The researchers from the Swedish Medical Nanoscience Center at Karolinska Institute reported that conducting plastics found in smartphone screens could be used to trick the pathogenic bacterial metabolism. The study was published in the scientific journal npj Biofilms and Microbiomes. Addition or removal of electrons from the plastic surface could trick the bacteria to grow more or less. The method could support to prevent bacterial infections in hospitals or improve effectiveness in wastewater management.

Bacterial growth rapidly increased when attached to a surface and formed a thick film known as a biofilm. The films were unsafe in hospitals where they could cause life-threatening infections. Scientists aimed to address the problem by producing coatings for medical devices made from a cheap conducting plastic called poly(3,4-ethylene dioxythiophene) PEDOT, which made smartphone screens respond to touch. When a small voltage was applied, the PEDOT surface was either flooded with electrons or left almost empty and turned affected the Salmonella bacterial growth.

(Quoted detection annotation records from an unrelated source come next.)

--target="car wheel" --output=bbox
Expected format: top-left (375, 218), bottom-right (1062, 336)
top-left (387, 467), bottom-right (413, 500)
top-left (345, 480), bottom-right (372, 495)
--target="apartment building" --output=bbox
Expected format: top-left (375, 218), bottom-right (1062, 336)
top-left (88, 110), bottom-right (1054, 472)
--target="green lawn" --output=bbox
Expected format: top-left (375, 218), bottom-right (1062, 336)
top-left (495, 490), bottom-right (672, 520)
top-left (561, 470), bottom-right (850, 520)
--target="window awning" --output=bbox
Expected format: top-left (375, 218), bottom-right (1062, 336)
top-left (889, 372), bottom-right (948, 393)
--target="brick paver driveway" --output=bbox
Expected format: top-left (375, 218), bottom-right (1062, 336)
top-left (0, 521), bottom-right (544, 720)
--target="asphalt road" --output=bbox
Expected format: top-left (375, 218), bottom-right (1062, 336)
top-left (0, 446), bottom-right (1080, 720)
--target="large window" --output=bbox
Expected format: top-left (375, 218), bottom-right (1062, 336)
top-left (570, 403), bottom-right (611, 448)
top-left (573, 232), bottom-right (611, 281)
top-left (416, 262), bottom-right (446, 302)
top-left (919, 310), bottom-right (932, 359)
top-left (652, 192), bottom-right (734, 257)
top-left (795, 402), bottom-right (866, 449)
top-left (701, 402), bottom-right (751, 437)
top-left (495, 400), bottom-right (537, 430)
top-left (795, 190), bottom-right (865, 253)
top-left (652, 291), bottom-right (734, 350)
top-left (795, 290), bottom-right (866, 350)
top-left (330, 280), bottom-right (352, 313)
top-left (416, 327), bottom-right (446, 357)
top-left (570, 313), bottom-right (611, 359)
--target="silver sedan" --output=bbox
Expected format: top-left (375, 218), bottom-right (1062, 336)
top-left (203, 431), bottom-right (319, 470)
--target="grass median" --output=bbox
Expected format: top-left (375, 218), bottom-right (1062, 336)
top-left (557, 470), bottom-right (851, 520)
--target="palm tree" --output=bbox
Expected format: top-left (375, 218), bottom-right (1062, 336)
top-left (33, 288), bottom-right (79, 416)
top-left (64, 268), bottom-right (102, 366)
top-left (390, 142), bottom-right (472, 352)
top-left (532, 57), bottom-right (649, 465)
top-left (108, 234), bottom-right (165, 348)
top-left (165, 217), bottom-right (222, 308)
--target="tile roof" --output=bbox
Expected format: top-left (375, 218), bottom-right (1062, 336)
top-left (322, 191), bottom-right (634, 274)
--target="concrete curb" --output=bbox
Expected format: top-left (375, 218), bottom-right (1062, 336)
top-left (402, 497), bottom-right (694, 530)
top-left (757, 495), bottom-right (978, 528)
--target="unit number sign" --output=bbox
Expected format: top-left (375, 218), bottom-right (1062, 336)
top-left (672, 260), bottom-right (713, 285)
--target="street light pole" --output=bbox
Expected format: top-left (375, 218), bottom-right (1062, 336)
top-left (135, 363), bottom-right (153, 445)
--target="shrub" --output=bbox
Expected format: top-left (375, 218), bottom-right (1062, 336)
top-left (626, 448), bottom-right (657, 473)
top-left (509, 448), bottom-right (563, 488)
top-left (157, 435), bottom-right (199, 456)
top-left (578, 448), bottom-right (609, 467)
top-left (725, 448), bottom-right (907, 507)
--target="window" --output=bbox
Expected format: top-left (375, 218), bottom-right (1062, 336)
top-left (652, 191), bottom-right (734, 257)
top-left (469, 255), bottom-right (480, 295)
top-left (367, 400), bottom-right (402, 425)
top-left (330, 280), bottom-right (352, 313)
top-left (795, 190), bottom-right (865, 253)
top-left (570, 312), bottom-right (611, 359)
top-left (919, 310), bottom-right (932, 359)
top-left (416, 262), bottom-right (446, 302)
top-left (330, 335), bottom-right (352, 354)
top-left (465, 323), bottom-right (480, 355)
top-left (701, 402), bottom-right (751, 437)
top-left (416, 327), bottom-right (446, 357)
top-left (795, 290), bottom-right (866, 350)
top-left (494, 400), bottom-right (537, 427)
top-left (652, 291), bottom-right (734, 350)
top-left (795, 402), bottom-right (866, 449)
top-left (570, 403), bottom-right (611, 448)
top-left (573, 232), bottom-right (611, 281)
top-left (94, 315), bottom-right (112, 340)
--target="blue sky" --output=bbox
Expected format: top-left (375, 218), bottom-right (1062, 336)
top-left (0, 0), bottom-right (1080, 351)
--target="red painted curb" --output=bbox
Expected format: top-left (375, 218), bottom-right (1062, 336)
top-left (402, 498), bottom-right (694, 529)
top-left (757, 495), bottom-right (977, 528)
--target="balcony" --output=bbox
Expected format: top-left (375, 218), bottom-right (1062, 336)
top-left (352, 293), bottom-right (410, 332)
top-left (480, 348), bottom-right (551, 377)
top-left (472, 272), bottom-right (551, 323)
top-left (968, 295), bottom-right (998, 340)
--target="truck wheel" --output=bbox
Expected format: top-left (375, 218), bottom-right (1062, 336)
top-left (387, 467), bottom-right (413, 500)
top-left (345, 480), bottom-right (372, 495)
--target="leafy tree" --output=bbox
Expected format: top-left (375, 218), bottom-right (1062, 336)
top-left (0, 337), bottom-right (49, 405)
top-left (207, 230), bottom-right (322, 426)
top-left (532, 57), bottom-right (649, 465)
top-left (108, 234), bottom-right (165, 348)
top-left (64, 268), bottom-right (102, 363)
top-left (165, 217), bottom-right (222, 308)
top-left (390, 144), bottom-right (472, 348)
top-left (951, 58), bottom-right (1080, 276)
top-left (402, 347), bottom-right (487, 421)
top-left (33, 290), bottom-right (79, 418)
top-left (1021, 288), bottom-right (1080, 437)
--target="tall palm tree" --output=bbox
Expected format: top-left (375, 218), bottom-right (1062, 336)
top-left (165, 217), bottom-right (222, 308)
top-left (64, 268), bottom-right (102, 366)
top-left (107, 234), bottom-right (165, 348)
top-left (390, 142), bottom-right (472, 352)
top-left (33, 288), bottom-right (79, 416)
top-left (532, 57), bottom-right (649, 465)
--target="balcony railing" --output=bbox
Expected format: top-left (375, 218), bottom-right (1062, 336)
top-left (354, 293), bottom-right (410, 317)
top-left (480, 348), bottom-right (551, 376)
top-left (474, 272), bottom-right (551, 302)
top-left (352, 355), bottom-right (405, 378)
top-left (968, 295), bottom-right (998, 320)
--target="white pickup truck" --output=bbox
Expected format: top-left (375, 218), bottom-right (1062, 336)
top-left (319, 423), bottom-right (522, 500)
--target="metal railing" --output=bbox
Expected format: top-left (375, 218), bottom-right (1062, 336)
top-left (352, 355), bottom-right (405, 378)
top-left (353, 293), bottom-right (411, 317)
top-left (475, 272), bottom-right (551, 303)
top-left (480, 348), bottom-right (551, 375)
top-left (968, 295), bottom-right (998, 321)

The principal investigator of the study, Agneta Richter-Dahlfors said, "When the bacteria land on a surface full of electrons, they cannot replicate. They have nowhere to deposit their electrons which they need to do to respire. With the electrons being continually sucked out of the surface, bacteria could continually deposit their electrons, giving them the energy they needed to increase."

In contrast, when the bacteria encountered an empty surface they grew into a thick biofilm, she added.

Thus, the researchers could either abolish bacterial growth or let it continue more effectively, which could have many implications for both health and industry.

Richter-Dahlfors said that coating of medical devices with the material made them more resistant to colonization by bacteria. "However, if we look to industries like wastewater management that need a lot of beneficial biofilms to create clean water, we can produce surfaces that will promote biofilm production," she continued.

Further research would incorporate the technology into devices that could be implanted into patients to keep them safe when undergoing medical procedures or having devices implanted. Redox-active conducting polymers modulate Salmonella biofilm formation by controlling the availability of electron acceptors.